HDFC Securities has highlighted JK Lakshmi Cement Ltd. as one of its top Diwali picks for Samvat 2081, recommending a buy range of ₹738-819 with a target price of ₹936. The stock is expected to see a strong rally driven by capacity expansion, operational efficiency, and favorable demand trends in key markets.

About the Company

JK Lakshmi Cement is a key player in India’s cement sector, with a formidable presence in Northern, Western, and Eastern India. It operates two fully integrated plants in Rajasthan and Chhattisgarh, alongside four strategically located grinding units. The company has a total capacity of 16.4 million tonnes per annum (MTPA) of cement and 10 MTPA of clinker. It also provides a variety of value-added products, including ready-mix concrete, gypsum plaster, and construction chemicals.

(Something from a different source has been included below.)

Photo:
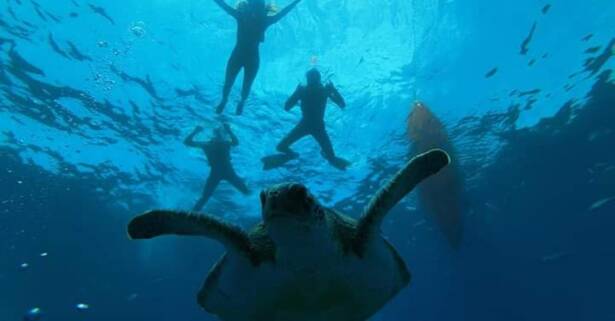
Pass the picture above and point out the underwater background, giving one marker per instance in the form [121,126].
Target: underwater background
[97,96]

Valuation and Recommendation

JK Lakshmi Cement is poised for healthy growth, supported by capacity expansion and a pickup in demand in critical markets. The company expects its revenue, EBITDA, and PAT to grow at a CAGR of 7.6%, 15.7%, and 13.9% respectively over FY24-FY26E. HDFC Securities recommends buying the stock in the ₹738-819 range, with a target of ₹936 (18x FY26E EPS) by next Diwali.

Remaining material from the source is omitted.